I am implementing a MIPs like processor on a DE1 SoC for a University project. The processor is non-pipelined and its register file consists of 25 registers and has an asynchronous read thus Quartus synthesised it into ALM's as expected.
However, after implementing a generic 5 stage MIPs pipeline, the register file got synthesised into altsync_ram and thus is utilising the memory bits.
This is unexpected as the register file has an asynchronous read and thus Quartus shouldnt be able to be implements it as synchronous memory.
Any explanation or help would be appreciated.
So you're using an asynchronous chip select or read enable signal? Can you provide the code?
Are you saying you don't want the processor implemented using on-chip memory or is it not working correctly because it got synthesized into on-chip memory?
Im not using a read enable signal at all, the ALU is always reading the register file every clock cycle.

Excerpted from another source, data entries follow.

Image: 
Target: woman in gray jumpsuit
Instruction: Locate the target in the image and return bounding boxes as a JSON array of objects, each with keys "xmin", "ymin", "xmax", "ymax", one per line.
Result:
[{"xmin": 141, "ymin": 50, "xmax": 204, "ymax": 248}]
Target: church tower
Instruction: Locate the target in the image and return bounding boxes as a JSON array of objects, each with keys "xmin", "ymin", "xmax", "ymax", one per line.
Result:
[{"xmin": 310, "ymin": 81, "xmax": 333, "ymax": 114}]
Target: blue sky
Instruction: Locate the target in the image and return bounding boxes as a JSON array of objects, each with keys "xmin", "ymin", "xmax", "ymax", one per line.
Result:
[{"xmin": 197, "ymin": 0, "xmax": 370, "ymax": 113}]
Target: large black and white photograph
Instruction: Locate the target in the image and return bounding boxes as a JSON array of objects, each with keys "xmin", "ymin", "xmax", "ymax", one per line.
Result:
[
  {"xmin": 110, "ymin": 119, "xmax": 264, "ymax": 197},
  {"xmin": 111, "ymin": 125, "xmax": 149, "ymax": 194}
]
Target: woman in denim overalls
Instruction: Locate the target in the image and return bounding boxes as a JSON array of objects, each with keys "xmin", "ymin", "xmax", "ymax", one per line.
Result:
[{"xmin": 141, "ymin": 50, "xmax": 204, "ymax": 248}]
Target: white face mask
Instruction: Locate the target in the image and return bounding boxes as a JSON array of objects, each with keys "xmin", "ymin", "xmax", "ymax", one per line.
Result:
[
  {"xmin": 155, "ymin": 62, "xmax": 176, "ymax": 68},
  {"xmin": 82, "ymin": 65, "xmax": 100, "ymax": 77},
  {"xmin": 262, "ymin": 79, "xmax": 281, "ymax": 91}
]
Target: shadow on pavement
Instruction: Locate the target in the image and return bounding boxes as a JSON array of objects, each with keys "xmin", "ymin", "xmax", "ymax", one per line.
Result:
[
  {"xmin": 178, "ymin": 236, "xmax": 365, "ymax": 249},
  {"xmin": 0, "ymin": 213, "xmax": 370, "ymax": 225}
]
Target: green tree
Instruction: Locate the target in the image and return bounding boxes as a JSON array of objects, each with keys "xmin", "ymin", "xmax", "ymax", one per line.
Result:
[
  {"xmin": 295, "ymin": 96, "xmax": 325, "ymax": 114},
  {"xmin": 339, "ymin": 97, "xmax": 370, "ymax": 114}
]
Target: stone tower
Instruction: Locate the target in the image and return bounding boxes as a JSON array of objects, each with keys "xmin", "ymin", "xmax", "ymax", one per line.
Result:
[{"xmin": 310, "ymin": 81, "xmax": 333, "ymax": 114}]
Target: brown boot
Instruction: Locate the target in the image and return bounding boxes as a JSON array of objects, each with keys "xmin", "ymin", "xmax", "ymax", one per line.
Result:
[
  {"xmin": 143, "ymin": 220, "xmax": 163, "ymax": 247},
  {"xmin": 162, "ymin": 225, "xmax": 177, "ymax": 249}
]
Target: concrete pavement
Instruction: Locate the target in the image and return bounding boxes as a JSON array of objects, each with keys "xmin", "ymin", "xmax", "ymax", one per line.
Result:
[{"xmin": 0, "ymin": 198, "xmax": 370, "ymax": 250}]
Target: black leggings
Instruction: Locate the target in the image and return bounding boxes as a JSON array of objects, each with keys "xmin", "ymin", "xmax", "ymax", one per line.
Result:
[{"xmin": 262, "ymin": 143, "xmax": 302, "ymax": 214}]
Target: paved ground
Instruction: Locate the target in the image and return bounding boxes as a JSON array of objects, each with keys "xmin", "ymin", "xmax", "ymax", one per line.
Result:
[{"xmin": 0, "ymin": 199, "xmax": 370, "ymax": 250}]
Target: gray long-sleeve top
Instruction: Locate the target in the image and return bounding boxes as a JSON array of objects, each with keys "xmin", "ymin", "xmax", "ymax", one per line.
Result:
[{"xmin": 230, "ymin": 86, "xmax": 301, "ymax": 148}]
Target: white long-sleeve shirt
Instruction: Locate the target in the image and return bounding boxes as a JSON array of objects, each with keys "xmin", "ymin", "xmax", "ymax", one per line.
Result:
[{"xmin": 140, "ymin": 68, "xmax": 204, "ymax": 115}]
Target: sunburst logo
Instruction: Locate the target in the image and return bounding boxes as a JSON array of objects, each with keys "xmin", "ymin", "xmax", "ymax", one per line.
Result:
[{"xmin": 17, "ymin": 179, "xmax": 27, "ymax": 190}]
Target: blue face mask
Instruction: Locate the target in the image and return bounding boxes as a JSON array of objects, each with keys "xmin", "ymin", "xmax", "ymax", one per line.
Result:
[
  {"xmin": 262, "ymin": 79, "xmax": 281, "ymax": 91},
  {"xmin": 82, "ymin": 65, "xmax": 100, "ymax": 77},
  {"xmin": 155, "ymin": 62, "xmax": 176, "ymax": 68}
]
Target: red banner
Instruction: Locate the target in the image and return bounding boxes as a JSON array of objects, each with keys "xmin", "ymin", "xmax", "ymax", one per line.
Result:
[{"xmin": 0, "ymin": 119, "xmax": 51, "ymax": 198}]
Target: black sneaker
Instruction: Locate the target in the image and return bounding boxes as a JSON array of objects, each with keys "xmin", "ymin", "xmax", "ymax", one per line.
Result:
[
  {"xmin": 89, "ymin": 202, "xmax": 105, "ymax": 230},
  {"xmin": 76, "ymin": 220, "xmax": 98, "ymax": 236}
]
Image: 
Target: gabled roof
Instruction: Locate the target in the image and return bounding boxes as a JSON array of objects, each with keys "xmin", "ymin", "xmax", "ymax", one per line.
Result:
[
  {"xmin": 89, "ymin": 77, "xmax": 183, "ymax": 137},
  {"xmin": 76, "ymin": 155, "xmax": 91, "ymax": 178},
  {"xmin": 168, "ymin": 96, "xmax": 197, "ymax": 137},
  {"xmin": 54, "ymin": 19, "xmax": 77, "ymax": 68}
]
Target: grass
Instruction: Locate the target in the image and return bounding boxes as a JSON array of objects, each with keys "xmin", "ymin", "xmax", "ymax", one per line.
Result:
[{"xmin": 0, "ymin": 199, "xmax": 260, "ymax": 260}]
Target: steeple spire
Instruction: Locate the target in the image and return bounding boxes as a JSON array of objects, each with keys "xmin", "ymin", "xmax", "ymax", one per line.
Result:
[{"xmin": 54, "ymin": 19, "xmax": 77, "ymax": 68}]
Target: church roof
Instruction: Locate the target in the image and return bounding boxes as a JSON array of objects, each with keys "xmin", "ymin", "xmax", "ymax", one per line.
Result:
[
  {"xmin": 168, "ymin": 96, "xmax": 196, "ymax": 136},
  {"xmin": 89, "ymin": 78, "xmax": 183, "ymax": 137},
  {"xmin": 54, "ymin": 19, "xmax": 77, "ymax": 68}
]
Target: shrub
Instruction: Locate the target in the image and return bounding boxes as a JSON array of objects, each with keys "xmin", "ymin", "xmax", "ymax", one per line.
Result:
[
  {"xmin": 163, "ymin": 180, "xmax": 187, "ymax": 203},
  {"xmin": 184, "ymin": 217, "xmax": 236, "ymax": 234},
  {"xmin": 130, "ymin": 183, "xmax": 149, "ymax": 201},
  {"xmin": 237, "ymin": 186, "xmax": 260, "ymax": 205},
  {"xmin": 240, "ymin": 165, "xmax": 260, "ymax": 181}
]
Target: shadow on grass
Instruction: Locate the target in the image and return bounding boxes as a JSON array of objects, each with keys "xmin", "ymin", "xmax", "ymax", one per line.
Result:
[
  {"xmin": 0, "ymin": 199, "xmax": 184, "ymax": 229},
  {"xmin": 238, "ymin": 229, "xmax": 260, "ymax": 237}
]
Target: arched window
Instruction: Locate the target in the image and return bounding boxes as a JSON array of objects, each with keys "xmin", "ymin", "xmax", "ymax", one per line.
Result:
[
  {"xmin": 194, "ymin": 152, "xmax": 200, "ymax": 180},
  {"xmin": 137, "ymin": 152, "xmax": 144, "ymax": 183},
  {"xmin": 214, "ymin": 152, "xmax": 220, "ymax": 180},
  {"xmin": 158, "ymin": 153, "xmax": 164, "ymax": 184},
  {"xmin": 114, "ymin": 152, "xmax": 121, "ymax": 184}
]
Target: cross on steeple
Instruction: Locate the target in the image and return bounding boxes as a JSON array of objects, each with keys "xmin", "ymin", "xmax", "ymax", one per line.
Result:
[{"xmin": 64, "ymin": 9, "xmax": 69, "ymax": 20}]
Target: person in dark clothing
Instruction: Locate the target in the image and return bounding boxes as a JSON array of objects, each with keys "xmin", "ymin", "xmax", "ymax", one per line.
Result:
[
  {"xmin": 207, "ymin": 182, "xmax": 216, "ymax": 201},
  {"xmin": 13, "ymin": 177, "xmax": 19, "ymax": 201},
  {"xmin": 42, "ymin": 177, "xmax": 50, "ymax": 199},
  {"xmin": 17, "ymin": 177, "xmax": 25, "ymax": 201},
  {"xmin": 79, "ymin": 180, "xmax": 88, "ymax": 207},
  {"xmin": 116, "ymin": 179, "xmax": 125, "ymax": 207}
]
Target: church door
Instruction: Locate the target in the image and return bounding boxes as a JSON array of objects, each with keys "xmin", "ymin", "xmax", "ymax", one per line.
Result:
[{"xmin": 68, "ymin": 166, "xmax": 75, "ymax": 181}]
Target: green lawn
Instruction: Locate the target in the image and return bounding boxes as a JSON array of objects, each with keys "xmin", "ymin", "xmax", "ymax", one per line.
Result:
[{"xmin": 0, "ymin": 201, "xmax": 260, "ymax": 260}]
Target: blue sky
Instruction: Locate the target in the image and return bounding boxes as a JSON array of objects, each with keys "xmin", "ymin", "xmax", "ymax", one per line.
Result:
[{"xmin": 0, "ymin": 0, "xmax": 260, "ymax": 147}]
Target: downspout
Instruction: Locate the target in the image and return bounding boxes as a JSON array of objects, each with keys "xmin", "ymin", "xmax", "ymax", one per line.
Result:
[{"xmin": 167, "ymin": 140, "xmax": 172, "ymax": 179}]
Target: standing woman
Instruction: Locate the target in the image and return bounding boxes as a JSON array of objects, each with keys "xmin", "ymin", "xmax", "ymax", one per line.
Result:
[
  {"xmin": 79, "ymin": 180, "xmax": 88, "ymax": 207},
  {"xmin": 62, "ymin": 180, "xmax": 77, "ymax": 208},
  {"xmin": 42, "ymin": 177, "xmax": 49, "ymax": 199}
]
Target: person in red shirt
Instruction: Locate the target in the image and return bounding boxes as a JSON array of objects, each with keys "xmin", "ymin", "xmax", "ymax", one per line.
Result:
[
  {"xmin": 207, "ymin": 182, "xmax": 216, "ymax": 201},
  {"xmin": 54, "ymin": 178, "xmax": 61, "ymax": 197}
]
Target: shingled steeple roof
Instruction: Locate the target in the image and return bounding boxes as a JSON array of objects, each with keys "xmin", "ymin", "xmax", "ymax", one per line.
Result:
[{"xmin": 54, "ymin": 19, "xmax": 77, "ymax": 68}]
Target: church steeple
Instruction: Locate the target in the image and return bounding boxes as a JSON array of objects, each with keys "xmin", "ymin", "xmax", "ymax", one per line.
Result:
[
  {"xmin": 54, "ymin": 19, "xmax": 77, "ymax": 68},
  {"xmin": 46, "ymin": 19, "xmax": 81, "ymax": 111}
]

/*CPU register file*/ module registers #(parameter DATA_WIDTH=16) ( input logic clk, we, input logic [(DATA_WIDTH-1):0] wdata, input logic [4:0] rdest, input logic [4:0] rs1, input logic [4:0] rs2, output logic [(DATA_WIDTH-1):0] rdata1,rdata2 ); // Declare the RAM variable logic [DATA_WIDTH-1:0] gpr [0:24]; //initialise memory to 0 initial for(int i=0; i<25;i++) gpr[i] = '0; always@(posedge clk) begin // Write enable if (we) gpr[rdest] <= wdata; //synchronous write end //read process assign rdata1 = gpr[rs1]; assign rdata2 = gpr[rs2]; endmodule
The output rdata1 and rdata2 are fed into further registers (ID/EX) as shown below as the processor is pipelined.

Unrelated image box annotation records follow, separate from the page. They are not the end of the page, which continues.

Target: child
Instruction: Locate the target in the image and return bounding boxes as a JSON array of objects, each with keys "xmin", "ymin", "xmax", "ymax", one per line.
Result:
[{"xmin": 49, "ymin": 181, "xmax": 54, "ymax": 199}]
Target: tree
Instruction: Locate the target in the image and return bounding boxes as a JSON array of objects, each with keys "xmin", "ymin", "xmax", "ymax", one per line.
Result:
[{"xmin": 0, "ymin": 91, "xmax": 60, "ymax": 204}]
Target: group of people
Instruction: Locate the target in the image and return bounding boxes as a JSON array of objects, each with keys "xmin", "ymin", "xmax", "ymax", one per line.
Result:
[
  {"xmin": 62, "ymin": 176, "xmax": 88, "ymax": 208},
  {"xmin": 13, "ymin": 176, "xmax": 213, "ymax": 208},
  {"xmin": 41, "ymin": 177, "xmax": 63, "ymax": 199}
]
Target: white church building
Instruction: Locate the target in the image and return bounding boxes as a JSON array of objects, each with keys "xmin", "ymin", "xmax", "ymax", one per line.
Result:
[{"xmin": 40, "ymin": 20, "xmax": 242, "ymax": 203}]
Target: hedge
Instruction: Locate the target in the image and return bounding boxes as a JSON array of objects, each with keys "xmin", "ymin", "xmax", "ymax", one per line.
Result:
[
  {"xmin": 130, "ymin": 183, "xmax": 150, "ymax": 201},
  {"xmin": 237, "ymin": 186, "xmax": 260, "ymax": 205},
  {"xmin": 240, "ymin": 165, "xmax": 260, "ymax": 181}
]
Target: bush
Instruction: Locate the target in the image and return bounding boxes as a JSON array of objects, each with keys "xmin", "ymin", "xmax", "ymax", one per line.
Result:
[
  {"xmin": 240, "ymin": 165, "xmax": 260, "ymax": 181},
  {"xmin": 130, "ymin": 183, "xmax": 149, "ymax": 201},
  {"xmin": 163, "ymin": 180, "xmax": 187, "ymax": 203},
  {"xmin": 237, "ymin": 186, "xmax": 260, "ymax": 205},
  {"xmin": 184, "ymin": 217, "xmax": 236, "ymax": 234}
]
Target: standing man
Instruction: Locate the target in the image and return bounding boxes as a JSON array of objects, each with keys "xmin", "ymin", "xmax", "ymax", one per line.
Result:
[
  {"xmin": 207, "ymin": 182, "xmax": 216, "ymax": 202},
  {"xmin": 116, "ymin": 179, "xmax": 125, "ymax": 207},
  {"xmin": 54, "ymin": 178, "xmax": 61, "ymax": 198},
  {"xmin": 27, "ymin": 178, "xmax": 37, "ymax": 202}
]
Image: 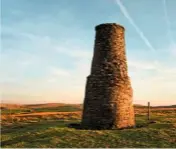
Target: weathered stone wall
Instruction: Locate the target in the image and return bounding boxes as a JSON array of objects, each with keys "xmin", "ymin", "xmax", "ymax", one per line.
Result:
[{"xmin": 82, "ymin": 23, "xmax": 135, "ymax": 129}]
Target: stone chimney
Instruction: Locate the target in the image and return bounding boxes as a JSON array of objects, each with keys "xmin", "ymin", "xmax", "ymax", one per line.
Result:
[{"xmin": 82, "ymin": 23, "xmax": 135, "ymax": 129}]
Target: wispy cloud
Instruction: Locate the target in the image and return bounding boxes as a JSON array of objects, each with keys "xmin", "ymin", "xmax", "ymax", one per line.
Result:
[
  {"xmin": 163, "ymin": 0, "xmax": 176, "ymax": 45},
  {"xmin": 115, "ymin": 0, "xmax": 156, "ymax": 51}
]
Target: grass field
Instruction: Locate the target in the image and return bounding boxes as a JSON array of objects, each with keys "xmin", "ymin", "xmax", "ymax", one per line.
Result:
[{"xmin": 1, "ymin": 105, "xmax": 176, "ymax": 148}]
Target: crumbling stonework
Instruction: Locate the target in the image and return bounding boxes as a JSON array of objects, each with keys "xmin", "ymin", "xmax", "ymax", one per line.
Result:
[{"xmin": 82, "ymin": 23, "xmax": 135, "ymax": 129}]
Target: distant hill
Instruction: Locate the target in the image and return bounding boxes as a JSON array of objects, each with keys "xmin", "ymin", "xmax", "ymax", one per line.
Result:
[{"xmin": 0, "ymin": 103, "xmax": 176, "ymax": 109}]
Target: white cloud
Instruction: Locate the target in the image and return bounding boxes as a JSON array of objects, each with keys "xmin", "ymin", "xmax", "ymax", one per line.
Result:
[
  {"xmin": 50, "ymin": 67, "xmax": 70, "ymax": 77},
  {"xmin": 116, "ymin": 0, "xmax": 156, "ymax": 51}
]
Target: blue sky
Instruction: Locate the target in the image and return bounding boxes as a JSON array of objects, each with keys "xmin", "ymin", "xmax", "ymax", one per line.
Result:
[{"xmin": 0, "ymin": 0, "xmax": 176, "ymax": 105}]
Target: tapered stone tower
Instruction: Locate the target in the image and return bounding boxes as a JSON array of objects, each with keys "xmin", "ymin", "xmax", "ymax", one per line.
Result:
[{"xmin": 82, "ymin": 23, "xmax": 135, "ymax": 129}]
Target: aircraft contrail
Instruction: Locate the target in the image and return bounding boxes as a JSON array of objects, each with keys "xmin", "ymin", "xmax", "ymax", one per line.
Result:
[
  {"xmin": 163, "ymin": 0, "xmax": 175, "ymax": 45},
  {"xmin": 115, "ymin": 0, "xmax": 156, "ymax": 51}
]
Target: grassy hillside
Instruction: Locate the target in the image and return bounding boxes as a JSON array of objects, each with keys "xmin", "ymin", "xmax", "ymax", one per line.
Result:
[{"xmin": 1, "ymin": 105, "xmax": 176, "ymax": 148}]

I didn't want the registers to be implemented as on-chip memory.
Although im more curious to know why Quartus did rather than prevent it.
1) For a synthesized design, you shouldn't use an initial statement. It is not synthesizable. If you want to initialize the registers to all 0, rely on all the registers naturally initializing low or use a normal clocked process based on a reset signal.
2) The registers were implemented as memory because you created them as a 2D array and you are using synchronous writes. If you don't want to use a memory block, either use a Quartus assignment in the Assignment Editor to not implement gpr as a memory (I'm forgetting the assignment name right now but you can choose to implement as registers instead of memory) or don't use a 2D array to create the registers.
Thanks for the tips!
However, I am still confused about a certain aspects of this.
The code I showed you above stayed the same and was implemented in two different processors.
One was a pipelined processor and in that the register file was synthesised into altsync_ram and used memory bits.
The other processor was non-pipelined and the register file was synthesised into registers/ALMs and used no memory bits.
Im confused about how the same code can get synthesised differently just by being implemented in different top level designs.
I would have to see what the module is connected to in the upper-level design. The choice is all based on the registering (or not registering) the inputs and outputs of the memory.